Ignacio Camacho-ABC
- La idea de nación moderna como espacio de convivencia se diluye cuando su estructura normativa se adultera o se quiebra
Una nación no es sólo un territorio, ni una bandera, ni una historia, ni un sentimiento, ni una fiesta. Es todo eso y mucho más, pero en la época moderna representa ante todo un espacio de encuentro y de convivencia construido por un pueblo –’we the people’– con voluntad soberana de organizarse en torno a un conjunto de reglas. La ciudadanía es el vínculo jurídico que articula la comunidad en un sistema de derechos y deberes cuyo ejercicio vertebra la concordia y establece un concepto de pertenencia, una identidad colectiva plena. La legitimidad democrática funda la ley y al mismo tiempo se subordina a ella como principio regulador, como viga maestra de la casa común donde ha de caber la sociedad entera. Y la idea misma de nación como ámbito de entendimiento civil se diluye cuando esa estructura normativa se adultera o se quiebra. Cuando pierde su condición referencial para convertirse en un catálogo de preceptos fallidos o enunciaciones huecas.

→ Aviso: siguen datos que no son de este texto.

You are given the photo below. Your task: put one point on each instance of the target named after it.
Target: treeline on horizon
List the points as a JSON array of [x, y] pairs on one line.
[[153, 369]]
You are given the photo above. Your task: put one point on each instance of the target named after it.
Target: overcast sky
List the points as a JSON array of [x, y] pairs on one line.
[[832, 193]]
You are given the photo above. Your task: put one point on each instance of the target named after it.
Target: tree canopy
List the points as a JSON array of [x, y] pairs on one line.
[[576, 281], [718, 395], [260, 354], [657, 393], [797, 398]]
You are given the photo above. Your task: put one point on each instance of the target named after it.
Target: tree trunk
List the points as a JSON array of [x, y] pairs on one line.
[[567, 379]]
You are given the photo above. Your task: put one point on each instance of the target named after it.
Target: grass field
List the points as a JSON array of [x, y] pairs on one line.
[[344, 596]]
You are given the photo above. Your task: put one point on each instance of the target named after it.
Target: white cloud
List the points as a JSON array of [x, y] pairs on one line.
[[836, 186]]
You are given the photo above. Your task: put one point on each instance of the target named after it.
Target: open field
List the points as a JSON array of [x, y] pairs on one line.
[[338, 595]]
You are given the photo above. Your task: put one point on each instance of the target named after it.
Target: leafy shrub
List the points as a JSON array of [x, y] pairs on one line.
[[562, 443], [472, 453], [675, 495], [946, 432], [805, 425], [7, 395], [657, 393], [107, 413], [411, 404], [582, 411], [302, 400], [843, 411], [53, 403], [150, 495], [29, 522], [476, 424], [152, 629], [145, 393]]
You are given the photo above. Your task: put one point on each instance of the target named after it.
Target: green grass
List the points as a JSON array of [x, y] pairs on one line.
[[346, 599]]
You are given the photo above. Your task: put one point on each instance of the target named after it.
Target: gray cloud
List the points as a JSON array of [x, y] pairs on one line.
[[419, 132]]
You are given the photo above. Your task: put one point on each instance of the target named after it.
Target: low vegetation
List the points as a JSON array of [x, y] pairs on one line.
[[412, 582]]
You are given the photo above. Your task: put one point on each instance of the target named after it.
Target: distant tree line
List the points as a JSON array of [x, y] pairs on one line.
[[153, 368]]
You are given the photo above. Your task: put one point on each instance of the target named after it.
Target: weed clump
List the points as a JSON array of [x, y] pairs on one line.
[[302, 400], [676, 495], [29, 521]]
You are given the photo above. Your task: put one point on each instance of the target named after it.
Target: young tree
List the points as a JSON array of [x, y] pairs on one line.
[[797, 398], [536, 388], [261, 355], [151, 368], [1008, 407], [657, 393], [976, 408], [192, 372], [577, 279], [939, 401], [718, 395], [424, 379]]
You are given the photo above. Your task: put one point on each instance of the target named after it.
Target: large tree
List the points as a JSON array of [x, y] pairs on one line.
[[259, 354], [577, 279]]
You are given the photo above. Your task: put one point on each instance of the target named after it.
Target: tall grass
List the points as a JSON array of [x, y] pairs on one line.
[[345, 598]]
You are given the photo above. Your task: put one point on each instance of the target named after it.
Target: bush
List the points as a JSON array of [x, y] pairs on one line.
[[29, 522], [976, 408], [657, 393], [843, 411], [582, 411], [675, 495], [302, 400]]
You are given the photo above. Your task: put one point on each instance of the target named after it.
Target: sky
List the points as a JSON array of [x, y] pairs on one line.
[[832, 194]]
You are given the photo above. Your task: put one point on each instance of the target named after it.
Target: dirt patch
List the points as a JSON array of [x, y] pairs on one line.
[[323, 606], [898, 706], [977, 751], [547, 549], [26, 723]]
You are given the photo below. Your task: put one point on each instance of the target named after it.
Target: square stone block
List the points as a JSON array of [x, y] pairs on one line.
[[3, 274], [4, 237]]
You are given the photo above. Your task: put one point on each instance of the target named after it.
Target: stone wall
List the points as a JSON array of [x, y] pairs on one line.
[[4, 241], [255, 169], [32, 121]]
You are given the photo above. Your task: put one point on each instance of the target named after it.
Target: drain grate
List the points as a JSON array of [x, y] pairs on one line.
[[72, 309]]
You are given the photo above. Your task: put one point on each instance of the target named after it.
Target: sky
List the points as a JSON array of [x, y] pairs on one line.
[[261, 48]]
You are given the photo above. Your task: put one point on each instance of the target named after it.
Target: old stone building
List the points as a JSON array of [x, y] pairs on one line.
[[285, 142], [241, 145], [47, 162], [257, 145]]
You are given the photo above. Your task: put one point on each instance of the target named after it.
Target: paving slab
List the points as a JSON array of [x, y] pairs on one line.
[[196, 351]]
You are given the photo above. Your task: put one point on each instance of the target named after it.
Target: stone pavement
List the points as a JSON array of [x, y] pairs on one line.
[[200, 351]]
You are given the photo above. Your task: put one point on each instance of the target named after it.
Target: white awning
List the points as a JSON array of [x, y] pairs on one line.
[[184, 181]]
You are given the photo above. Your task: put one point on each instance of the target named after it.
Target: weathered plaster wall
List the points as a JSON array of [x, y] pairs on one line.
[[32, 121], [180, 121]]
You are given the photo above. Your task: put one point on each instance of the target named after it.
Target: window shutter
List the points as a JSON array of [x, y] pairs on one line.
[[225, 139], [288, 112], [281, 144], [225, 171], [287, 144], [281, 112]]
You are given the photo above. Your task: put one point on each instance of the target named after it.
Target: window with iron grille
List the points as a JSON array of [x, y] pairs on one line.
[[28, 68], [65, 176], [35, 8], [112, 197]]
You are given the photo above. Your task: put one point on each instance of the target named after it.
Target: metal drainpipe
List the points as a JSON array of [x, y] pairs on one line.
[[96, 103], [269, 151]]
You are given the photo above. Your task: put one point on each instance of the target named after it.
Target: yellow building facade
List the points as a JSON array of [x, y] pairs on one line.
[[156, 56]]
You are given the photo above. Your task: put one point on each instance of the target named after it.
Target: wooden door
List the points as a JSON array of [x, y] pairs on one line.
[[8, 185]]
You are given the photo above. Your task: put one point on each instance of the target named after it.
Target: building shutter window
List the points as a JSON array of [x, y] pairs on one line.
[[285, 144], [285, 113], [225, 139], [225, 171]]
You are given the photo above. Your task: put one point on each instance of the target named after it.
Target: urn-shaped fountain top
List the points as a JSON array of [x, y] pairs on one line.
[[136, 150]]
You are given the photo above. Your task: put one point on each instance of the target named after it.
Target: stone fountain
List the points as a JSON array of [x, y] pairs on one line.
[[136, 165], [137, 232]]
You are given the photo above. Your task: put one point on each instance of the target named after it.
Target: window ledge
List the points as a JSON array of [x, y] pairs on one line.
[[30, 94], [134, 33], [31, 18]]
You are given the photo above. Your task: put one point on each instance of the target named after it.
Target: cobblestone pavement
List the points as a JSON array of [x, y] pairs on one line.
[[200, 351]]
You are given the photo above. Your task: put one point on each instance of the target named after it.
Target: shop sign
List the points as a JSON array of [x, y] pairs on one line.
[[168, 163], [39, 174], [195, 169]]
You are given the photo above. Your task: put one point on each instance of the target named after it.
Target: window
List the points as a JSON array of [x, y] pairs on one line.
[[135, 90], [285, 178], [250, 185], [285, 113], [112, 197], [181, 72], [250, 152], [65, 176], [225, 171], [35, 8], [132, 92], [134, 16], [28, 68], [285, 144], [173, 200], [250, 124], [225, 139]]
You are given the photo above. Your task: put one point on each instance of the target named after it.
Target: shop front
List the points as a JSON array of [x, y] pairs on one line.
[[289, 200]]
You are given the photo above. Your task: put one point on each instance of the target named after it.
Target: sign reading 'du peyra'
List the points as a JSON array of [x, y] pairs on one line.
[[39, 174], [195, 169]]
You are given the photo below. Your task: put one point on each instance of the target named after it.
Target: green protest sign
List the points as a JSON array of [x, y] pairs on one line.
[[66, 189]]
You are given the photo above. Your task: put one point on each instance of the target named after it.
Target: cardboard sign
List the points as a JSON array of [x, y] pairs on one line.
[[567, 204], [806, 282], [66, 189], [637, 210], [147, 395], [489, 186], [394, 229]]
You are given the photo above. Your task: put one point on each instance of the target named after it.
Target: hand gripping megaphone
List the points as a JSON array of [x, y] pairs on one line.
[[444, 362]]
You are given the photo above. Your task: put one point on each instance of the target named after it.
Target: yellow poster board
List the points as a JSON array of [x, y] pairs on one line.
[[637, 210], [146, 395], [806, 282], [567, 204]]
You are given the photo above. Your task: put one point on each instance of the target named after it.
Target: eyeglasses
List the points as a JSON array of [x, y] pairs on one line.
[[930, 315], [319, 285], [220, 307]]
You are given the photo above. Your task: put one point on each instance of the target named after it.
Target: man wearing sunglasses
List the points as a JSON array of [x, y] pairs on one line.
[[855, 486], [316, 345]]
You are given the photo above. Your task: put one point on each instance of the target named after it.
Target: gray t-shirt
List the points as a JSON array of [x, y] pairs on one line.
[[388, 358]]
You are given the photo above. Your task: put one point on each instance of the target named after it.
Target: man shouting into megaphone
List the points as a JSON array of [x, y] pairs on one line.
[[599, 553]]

La anomia institucional es hoy el gran problema de España. No porque falten leyes –al contrario, vivimos en un piélago ordenancista saturado de disposiciones burocráticas– sino porque la dirección del Estado ha decidido ignorarlas en una insólita deriva de insubordinación deliberada, bien mediante subterfugios torticeros, bien interpretando la Constitución de manera elástica como método para compensar su creciente precariedad parlamentaria. La doctrina sanchista de la resistencia ha conducido a un Gobierno bunkerizado, inoperante, sin margen de actuación pero expresamente resuelto a bloquear la alternancia con la complicidad de unos socios acostumbrados a sacar ventaja de un poder en situación desesperada. El resultado de esta conchabanza es una pendiente de autoritarismo sostenido gracias a la creación de una atmósfera política cismática donde la cohesión nacional se resquebraja y donde cualquier opinión crítica es considerada una amenaza.
De ahí que el poder judicial haya adquirido en el actual mandato un papel tan relevante. Para el Ejecutivo, porque es el último dique capaz de frenar sus continuas arbitrariedades; para la democracia, porque su integridad depende del funcionamiento independiente de los tribunales. Los escándalos de corrupción y los intentos de legislar a medida de la impunidad de los gobernantes han depositado sobre la magistratura la responsabilidad de un cometido tanto más indispensable cuanto más queda el resto de las instituciones sometido a una relación de vasallaje. En los procesos en curso, y en los que se perfilan a corto o medio plazo, reside la gran prueba de contraste de los mecanismos de control y contrapeso que definen la existencia de un régimen de libertades. Lo que está en juego no es, o no sólo, el futuro de Pedro Sánchez; se trata de la nación en sí misma, de sus valores medulares, de su esencia como fruto de un pacto entre ciudadanos iguales.